Star Trek: Deep Space Nine
These Haunted Seas


Authors: David R. George III and Heather Jarman
Pocket Books
RRP: £12.99, US $18.00, Cdn $21.00
ISBN-13: 978 1 4165 5639 8
ISBN-10: 1 4165 5639 7
Available 07 July 2008

It’s tome time again as Pocket Books amalgamates two of its previous releases into a doorstop. Although this makes the book is a little unwieldy to read - you could use it to build up your biceps - it does make for an inexpensive way of catching up on novels you may have missed.

Theses Haunted Seas is a reprint of the first two books in the four book Mission Gamma series: Twilight (2002) by David R. George III and This Gray Spirit (2002) by Heather Jarman, the stories follow on from Twists of Faith.

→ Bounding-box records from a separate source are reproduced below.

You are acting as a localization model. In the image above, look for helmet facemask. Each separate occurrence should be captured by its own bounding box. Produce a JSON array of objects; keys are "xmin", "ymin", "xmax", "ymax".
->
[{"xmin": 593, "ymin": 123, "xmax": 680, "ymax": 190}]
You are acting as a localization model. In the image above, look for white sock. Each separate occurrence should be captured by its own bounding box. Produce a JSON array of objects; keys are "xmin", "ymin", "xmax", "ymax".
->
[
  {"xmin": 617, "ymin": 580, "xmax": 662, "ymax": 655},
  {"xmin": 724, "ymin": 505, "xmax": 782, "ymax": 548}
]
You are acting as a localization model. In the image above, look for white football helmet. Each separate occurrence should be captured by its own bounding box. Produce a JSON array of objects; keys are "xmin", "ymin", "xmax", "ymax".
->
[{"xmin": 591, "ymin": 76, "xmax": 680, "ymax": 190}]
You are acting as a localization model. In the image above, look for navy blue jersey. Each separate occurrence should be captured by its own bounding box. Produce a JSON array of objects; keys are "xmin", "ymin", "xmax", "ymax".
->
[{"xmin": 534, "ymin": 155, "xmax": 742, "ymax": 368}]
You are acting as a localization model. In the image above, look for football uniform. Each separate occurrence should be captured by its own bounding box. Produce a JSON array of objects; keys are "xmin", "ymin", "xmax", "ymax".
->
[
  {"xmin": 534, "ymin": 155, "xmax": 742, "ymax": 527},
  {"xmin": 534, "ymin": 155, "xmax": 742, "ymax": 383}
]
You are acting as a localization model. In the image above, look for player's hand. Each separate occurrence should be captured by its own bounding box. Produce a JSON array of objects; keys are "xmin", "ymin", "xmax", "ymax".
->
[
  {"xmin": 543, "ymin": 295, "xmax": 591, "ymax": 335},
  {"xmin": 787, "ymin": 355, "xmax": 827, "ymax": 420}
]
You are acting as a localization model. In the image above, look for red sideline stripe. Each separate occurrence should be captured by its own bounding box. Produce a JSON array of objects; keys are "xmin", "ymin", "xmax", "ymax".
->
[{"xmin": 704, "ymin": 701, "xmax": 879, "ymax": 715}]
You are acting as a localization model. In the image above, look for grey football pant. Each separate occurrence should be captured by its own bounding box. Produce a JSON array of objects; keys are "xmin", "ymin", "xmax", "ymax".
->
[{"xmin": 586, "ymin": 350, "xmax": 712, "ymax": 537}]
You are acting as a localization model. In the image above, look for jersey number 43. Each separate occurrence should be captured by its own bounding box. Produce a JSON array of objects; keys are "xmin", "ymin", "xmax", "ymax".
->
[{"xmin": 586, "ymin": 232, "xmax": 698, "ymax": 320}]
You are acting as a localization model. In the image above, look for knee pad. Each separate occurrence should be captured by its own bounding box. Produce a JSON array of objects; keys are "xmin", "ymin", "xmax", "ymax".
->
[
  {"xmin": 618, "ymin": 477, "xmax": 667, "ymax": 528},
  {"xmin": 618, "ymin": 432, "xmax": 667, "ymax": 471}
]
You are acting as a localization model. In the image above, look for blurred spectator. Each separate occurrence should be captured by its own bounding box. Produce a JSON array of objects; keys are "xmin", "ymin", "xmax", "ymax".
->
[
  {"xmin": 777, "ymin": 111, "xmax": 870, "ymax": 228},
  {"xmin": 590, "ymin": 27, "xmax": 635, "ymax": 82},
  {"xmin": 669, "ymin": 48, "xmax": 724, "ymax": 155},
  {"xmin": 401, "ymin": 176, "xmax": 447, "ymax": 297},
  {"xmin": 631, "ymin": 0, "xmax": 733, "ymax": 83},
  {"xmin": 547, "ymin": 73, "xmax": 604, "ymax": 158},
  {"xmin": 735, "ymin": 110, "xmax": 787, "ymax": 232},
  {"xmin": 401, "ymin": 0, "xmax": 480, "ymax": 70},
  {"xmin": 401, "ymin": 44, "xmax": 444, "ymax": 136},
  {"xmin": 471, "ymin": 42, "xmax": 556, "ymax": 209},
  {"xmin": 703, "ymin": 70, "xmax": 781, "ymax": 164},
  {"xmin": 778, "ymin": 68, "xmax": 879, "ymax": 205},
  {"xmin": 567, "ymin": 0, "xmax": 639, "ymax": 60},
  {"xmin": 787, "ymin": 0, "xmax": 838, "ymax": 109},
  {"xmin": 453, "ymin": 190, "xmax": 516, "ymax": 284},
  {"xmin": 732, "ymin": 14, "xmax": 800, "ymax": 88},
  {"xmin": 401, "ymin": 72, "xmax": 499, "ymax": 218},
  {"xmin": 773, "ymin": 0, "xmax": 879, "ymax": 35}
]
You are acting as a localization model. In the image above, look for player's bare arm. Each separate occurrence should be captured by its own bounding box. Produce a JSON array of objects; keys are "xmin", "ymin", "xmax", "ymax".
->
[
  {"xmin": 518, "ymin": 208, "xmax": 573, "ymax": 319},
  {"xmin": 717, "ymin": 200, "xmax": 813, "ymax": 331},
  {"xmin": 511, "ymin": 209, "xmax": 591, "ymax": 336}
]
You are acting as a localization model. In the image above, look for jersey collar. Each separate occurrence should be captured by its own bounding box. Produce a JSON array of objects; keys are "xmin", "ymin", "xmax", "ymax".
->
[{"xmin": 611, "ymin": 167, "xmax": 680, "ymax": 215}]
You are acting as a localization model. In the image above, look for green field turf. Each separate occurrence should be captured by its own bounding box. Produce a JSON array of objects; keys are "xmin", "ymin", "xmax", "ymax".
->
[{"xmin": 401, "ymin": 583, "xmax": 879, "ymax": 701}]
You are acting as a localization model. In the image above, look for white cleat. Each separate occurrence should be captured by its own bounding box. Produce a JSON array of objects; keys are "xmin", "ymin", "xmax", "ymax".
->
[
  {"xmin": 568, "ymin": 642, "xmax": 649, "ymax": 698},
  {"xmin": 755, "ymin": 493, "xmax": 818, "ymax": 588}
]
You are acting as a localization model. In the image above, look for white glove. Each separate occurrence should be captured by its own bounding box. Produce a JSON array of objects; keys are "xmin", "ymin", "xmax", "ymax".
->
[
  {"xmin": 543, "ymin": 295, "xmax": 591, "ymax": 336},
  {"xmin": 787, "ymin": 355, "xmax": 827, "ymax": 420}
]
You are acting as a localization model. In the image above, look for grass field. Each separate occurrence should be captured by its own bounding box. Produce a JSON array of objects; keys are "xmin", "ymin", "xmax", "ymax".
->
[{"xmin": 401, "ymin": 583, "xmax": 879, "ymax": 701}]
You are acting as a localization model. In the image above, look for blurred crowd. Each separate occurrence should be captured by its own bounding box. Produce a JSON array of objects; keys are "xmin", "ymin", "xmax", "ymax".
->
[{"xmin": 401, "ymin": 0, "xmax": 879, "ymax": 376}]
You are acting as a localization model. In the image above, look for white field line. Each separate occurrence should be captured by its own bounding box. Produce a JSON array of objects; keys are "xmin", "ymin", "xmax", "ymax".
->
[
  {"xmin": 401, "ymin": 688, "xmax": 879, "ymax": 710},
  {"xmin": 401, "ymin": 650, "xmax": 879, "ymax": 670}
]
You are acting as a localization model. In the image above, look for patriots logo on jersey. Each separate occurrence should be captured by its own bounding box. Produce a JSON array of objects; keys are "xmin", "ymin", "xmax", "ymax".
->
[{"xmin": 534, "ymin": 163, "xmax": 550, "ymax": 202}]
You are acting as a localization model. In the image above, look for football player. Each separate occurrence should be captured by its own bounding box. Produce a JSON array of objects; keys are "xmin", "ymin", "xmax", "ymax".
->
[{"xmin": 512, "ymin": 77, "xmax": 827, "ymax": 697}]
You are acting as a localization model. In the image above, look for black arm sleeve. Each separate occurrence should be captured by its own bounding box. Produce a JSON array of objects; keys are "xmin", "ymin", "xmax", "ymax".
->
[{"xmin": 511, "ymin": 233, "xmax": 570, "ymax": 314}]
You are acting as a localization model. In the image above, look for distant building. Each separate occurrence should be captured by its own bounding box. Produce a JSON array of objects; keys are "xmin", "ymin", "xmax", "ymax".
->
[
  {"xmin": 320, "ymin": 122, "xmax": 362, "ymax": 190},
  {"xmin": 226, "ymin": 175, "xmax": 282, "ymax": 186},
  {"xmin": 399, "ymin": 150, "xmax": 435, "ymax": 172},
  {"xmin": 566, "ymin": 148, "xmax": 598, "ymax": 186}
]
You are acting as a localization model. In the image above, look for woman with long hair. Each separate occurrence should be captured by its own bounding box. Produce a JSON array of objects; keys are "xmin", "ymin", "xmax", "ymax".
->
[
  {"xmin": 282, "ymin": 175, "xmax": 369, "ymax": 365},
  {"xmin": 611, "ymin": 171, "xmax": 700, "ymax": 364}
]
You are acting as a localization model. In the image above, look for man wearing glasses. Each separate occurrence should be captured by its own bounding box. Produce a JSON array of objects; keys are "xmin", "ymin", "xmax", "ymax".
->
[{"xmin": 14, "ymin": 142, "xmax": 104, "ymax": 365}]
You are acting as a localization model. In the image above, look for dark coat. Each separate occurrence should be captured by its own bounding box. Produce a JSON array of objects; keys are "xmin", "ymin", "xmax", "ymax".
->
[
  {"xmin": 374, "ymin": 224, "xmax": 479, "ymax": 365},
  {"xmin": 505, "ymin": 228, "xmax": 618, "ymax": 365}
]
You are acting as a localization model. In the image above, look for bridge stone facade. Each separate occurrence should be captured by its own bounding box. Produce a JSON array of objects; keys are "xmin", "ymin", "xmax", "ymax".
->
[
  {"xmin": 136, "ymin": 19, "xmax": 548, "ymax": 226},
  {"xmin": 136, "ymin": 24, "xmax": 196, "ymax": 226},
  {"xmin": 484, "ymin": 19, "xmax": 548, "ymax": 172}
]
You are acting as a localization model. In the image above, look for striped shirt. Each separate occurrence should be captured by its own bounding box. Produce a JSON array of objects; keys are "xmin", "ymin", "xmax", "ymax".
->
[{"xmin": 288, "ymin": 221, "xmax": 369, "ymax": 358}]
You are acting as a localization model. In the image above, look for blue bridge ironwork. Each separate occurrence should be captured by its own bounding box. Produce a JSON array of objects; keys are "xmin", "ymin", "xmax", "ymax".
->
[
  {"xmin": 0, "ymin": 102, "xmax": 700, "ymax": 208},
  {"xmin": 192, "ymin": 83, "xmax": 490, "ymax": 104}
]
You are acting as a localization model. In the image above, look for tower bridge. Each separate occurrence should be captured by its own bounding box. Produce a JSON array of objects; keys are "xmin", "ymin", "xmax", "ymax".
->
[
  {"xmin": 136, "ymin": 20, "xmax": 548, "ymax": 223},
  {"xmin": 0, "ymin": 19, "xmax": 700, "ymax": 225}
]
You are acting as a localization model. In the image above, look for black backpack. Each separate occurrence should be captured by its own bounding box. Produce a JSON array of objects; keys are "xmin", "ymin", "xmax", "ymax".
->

With the Dominion War behind them, and Bajor finally poised to join the Federation, the newly constructed crew of the USS Defiant journeys through the wormhole as Commander Elias Vaughn leads a 'corps of discovery' to finally explore the now open Gamma Quadrant. However space is a dangerous place and the crew soon find themselves in the middle of a war they do not understand. Meanwhile political forces throughout the Alpha Quadrant intersect at Deep Space Nine to determine the future of Bajor, the planet's theological unity threatens to shatter. And for Colonel Kira Nerys, the path of the Prophets may become a road to ruin...

David R. George III is well placed to write a DS9 book, having co-wrote the story for Voyager's first season's show, Prime Factors (1995). He also co-authored, with Armin Shimerman (Quark), The 34th Rule, a DS9 Novel. For the original show's 40th anniversary he wrote the Crucible trilogy featuring Kirk, Spock and McCoy, in a new take on the events generated from The City on the Edge of Forever, which woke the wrath of Harlen Ellison for using his original concepts. Twighlight is probably one of his better books, only bettered by his examination of Dr McCoy’s life in the Crucible series.

The book is quite impressive, given that it needed to introduce a number of new characters as well as integrate those that were still standing at the end of the show. So, there is no Sisko - he having disappeared up the Prophets.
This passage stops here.